The one commentator thinks we have government enfeebled by the unforeseen effects of reform; and the other sees reform to have left government more corrupt. Both analyses travel the familiar route of making a point that it invites the reader to take too far.
Reform and the “Chaos Syndrome”
In an article just published in Atlantic, Jonathan Rauch argues that modern political reform has contributed to a disastrously weakened capacity for responsible, functional self-governance.The damage has been done to critically needed intermediary institutions, such as parties, whose effectiveness depend on allowances and practices now associated with old-style politics: less transparency in the conduct of government business, more resources for parties and their leadership, more of a role for party leaders and elites in screening candidates, and more flexibility for congressional leaders to utilize tools like "pork" to induce cohesion in the legislative ranks. The result of the change has been what he calls “chaos syndrome.”

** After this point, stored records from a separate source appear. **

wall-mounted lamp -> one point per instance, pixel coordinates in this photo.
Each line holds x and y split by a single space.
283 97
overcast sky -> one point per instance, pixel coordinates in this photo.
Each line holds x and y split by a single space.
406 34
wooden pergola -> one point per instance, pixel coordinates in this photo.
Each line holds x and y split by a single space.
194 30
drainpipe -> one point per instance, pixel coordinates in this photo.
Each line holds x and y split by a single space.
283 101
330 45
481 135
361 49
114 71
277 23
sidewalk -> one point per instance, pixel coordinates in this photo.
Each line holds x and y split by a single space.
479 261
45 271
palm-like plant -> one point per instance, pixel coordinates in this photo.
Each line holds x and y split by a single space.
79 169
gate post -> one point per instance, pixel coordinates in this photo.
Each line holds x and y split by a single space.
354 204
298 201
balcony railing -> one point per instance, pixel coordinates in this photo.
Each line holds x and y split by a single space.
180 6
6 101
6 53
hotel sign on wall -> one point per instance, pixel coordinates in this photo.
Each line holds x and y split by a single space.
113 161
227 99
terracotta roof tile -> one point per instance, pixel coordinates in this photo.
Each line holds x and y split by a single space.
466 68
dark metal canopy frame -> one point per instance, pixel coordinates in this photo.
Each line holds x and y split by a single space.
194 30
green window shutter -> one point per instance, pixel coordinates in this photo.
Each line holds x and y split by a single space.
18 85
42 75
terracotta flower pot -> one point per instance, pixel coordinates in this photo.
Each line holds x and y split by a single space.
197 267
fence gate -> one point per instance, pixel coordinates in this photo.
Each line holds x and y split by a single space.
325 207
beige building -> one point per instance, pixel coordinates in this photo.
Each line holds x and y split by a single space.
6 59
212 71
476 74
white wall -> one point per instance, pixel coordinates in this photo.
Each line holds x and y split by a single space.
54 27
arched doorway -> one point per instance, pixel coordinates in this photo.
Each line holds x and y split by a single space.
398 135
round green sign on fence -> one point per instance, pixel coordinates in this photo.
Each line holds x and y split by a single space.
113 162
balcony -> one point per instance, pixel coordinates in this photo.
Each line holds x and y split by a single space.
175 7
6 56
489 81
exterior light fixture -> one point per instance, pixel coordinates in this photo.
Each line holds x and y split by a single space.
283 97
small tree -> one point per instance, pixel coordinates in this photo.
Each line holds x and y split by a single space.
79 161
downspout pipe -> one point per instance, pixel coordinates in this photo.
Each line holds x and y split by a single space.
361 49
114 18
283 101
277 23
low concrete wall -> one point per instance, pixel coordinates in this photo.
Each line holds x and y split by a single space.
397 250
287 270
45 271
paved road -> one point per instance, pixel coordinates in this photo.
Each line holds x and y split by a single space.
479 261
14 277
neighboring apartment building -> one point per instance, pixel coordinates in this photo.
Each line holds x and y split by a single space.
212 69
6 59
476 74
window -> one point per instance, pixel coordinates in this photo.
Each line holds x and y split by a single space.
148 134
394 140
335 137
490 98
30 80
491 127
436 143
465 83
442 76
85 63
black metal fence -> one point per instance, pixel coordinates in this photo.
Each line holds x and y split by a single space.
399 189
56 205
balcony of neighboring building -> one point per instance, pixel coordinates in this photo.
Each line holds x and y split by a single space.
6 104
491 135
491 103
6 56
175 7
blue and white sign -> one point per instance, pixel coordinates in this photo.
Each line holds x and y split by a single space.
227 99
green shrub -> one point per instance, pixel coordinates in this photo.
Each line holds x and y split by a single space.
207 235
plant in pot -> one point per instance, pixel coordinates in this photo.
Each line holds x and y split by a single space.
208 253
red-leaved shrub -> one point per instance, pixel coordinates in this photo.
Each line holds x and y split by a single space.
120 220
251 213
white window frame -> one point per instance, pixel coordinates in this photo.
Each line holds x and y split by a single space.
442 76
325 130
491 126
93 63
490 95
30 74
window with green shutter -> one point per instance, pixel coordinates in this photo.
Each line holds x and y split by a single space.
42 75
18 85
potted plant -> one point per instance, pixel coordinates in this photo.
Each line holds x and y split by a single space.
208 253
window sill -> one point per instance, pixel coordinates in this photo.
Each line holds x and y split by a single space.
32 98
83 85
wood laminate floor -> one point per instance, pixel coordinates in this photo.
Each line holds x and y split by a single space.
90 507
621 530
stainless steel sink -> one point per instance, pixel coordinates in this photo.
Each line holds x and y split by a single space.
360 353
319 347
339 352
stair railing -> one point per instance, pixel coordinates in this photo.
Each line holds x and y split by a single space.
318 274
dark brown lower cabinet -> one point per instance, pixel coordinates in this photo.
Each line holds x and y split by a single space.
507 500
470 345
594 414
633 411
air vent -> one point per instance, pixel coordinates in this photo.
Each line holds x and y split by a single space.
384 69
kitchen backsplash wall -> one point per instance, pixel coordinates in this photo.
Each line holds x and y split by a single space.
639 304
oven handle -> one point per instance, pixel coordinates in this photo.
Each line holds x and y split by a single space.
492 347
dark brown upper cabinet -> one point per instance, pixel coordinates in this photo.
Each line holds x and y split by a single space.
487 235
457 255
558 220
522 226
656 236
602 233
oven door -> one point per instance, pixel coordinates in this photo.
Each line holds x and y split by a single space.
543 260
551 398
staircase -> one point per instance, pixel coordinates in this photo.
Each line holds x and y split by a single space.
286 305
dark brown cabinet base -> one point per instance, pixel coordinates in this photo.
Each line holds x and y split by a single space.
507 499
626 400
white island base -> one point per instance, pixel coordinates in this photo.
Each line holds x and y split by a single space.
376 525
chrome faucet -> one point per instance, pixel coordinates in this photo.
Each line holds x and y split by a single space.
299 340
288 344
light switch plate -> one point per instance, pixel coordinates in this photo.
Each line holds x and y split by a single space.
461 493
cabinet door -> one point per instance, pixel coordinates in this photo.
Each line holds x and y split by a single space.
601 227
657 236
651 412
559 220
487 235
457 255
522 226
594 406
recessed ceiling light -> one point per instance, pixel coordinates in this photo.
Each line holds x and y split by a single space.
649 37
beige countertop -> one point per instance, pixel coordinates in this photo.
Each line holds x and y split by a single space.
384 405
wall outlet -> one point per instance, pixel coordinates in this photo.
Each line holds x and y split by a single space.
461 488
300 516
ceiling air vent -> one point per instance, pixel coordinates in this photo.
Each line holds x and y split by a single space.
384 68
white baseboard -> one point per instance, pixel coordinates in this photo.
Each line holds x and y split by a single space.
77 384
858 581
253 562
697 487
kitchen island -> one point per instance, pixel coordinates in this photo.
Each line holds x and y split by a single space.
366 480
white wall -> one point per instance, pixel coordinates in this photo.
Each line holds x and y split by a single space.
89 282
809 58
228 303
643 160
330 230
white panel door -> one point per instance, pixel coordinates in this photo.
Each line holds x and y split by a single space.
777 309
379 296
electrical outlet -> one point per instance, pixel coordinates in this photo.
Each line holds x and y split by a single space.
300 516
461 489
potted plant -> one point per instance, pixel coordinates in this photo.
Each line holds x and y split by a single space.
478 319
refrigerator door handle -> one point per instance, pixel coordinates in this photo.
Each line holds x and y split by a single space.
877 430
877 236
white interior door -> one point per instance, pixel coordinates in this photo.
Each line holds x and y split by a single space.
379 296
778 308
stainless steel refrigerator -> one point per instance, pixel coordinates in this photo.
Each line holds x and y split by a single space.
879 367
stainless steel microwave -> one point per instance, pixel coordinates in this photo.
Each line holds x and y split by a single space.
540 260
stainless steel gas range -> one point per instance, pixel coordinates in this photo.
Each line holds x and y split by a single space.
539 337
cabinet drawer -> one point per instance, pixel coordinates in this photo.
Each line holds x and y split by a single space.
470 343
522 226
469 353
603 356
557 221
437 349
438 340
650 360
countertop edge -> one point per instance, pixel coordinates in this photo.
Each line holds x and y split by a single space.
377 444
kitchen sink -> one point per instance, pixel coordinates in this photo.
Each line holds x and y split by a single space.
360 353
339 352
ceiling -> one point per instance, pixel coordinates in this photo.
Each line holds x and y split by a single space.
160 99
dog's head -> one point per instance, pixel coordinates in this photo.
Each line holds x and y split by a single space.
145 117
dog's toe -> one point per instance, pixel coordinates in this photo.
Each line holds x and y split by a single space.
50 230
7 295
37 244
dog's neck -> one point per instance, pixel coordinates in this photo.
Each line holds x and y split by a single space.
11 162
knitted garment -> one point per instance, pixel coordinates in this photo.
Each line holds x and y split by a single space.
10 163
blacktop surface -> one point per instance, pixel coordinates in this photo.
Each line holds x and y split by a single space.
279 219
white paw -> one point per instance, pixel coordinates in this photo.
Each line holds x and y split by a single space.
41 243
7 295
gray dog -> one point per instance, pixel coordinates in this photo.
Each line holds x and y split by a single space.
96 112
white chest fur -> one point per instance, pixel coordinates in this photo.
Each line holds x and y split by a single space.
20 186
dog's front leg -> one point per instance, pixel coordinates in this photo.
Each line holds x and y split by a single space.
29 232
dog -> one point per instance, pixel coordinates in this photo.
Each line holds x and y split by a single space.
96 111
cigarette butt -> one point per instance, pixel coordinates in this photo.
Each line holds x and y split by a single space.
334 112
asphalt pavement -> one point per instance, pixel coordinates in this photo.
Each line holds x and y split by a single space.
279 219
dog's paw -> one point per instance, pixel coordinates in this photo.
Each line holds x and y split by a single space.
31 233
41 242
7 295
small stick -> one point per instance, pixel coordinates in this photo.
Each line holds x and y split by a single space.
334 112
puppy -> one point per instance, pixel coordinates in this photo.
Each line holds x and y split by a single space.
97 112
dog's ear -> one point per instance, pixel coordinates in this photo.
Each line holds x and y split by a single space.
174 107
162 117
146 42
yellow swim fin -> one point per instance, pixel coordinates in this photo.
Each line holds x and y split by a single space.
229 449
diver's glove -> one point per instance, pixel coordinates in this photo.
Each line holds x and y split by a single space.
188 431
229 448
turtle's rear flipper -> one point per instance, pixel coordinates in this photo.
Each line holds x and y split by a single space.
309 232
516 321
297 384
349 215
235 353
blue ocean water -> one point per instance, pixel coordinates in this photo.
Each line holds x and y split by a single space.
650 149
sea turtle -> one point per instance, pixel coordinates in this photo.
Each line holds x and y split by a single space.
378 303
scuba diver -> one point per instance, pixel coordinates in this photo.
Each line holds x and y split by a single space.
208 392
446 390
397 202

Rauch does not claim that the reforms all without merit, or that we can or should leapfrog back to the end of the 19th or early 20th century. But, he says, by scaling back or adjusting certain of these reforms, something can be done to restore functionality to our politics—to contain the “chaos.”
Writing perceptively about this problem of reform’s “unintended consequences, ” Rauch recognizes that there are “other, larger trends” in the political culture responsible for this syndrome. For example, he cites the “politphobes” among voters who are convinced that there are clear remedies, beyond reasonable disagreement, to the nation’s ills, and that only the politicians and their political shenanigans and dark conspiracies have gotten in the way. He faults the reforms, for exacerbating this and other problems, just as he appreciates that revisions in the 1970’s reform model won’t somehow alone bring order out of the chaos.
It would be mistake, and maybe a trap, if Rauch’s analysis were taken to call only for re-evaluation of reforms already enacted. The argument taken primarily in that direction is sure to activate the same tired debates, feeding into the standard fear that politicians, "rolling back" reforms, are taking care of themselves at everyone else’s expense. No less important is bringing Rauch’s analysis into a discussion of the proposal of new reforms.